Tipica vegetazione a macchia di Stintino
Tipica vegetazione a macchia di Stintino

La Sardegna è tra le regioni italiane meno popolate con i suoi 1.659.300 abitanti e con una tra le più basse densità di popolazione (69 abitanti per km², contro una media nazionale di 190 abitanti per km²).
Dal punto di vista morfologico la regione è particolare; pur se praticamente priva di rilievi significativi (con la sola eccezione della punta La Marmora nel massiccio del Gennargentu di 1834 mt. e più a nord il monte Limbara di 1362 mt.), più dell'80% della sua superficie è di natura collinare o montuosa.
Anche dal punto di vista idrografico è abbastanza particolare; l'assenza di ghiacciai, la natura del terreno in molti tratti formato da rocce impermeabili e la concentrazione delle piogge in soli due mesi all'anno fanno si che la natura dei corsi d'acqua sia preminentemente a carattere torrentizio.

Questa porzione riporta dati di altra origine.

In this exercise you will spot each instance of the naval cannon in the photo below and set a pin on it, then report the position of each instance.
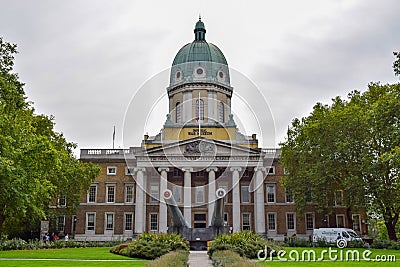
(197, 237)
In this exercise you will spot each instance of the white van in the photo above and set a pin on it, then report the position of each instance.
(332, 234)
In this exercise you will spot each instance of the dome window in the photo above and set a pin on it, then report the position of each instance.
(199, 72)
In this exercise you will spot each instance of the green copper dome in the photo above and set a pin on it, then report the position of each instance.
(199, 49)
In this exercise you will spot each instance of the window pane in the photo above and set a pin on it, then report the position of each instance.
(92, 194)
(290, 221)
(154, 193)
(110, 221)
(128, 221)
(177, 193)
(271, 221)
(245, 194)
(309, 221)
(246, 221)
(199, 194)
(129, 194)
(270, 193)
(90, 221)
(153, 222)
(110, 194)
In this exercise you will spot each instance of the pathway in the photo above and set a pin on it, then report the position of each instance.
(199, 259)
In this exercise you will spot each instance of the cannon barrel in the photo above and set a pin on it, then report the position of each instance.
(218, 216)
(177, 218)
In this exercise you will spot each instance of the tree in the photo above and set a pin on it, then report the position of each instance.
(351, 145)
(396, 63)
(37, 164)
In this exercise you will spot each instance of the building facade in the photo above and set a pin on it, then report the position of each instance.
(198, 150)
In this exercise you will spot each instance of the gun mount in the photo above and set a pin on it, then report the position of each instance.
(197, 237)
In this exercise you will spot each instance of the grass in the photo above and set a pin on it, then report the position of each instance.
(67, 257)
(328, 262)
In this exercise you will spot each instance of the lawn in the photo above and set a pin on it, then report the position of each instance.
(302, 253)
(67, 257)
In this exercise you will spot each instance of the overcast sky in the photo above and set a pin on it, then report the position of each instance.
(82, 61)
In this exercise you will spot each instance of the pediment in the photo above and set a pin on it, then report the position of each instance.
(200, 146)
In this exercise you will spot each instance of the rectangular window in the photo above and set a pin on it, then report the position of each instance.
(60, 223)
(271, 194)
(271, 170)
(177, 172)
(271, 221)
(92, 194)
(309, 195)
(90, 221)
(199, 194)
(245, 194)
(62, 201)
(289, 196)
(128, 222)
(154, 193)
(129, 193)
(291, 221)
(225, 187)
(153, 221)
(109, 221)
(177, 193)
(129, 171)
(356, 222)
(310, 221)
(111, 170)
(339, 198)
(246, 221)
(340, 221)
(110, 194)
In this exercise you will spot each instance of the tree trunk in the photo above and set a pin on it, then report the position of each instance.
(391, 230)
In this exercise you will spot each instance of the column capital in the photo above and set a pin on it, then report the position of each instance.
(236, 169)
(187, 169)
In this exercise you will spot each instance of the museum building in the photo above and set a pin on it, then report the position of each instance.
(198, 150)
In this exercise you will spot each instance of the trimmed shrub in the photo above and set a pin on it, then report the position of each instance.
(231, 259)
(246, 244)
(172, 259)
(151, 246)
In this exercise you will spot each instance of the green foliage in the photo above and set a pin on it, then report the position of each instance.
(350, 145)
(37, 164)
(20, 244)
(231, 259)
(396, 63)
(246, 244)
(385, 244)
(151, 246)
(171, 259)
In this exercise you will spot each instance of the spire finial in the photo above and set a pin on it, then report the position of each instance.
(199, 30)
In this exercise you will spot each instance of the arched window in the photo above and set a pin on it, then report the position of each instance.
(178, 112)
(221, 110)
(200, 108)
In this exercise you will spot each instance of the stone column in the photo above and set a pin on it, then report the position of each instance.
(163, 206)
(187, 106)
(235, 199)
(187, 195)
(259, 209)
(211, 192)
(140, 205)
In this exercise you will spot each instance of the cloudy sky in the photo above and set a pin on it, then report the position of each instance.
(83, 61)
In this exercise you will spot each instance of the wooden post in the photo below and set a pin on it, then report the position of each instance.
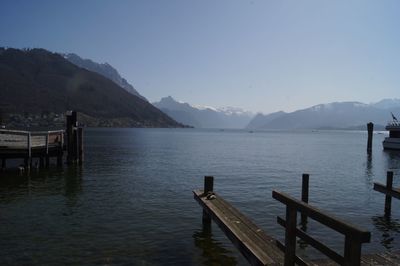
(208, 184)
(304, 196)
(75, 144)
(47, 150)
(290, 236)
(352, 251)
(370, 127)
(28, 159)
(388, 199)
(60, 150)
(80, 145)
(208, 187)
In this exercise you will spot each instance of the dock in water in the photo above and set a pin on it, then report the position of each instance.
(28, 145)
(16, 144)
(259, 248)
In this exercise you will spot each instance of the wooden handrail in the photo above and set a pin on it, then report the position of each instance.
(33, 133)
(322, 217)
(354, 237)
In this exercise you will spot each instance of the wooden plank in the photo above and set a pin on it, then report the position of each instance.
(241, 231)
(395, 193)
(298, 260)
(322, 217)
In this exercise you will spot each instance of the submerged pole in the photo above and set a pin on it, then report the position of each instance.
(370, 127)
(388, 199)
(208, 187)
(304, 196)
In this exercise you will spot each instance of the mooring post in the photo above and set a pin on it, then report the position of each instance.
(208, 187)
(80, 145)
(28, 159)
(47, 150)
(388, 199)
(304, 196)
(290, 236)
(370, 127)
(68, 117)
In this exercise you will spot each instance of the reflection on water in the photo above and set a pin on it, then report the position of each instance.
(213, 252)
(131, 202)
(392, 160)
(389, 228)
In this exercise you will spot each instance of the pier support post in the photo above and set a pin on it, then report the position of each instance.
(80, 145)
(388, 199)
(304, 196)
(290, 236)
(370, 127)
(208, 187)
(71, 140)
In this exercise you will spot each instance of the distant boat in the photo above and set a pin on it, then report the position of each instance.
(393, 141)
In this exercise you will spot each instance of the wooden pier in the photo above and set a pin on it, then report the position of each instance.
(43, 145)
(259, 248)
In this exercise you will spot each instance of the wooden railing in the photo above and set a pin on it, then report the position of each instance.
(354, 237)
(389, 191)
(27, 144)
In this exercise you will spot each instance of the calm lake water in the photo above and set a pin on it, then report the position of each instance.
(131, 202)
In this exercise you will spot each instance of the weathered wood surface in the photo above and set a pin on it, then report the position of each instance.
(251, 241)
(383, 258)
(14, 140)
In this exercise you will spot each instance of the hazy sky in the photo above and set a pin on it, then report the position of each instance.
(259, 55)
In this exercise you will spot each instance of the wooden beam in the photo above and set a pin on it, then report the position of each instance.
(315, 243)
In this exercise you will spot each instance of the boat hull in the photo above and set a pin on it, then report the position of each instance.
(391, 144)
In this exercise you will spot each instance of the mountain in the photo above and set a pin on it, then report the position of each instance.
(104, 69)
(260, 120)
(337, 115)
(387, 104)
(37, 81)
(204, 117)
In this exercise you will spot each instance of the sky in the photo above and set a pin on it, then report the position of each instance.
(262, 56)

Forse anche le caratteristiche del territorio oltre che certamente quelle storiche e sociali hanno determinato in Sardegna il formarsi di alcuni agglomerati di popolazione cosicché la scarsa popolazione anzichè occupare il territorio in maniera diffusa si è concentrata principalmente in pochi poli urbani. Con questi presupposti una buona parte del territorio è rimasta nel tempo intatta e questo ha favorito la conservazione di specie faunistiche anche rare (a discapito per altro di altre specie come orsi, vipere e marmotte completamente assenti sull'isola).

La ricca vegetazione, in gran parte a macchia è purtroppo messa a dura prova (e con la vegetazione anche gli animali che vi trovano rifugio), dalla piaga degli incendi dolosi; si trova infatti in Sardegna oltre il 50% del patrimonio boschivo che va in fumo ogni anno per incendi dolosi.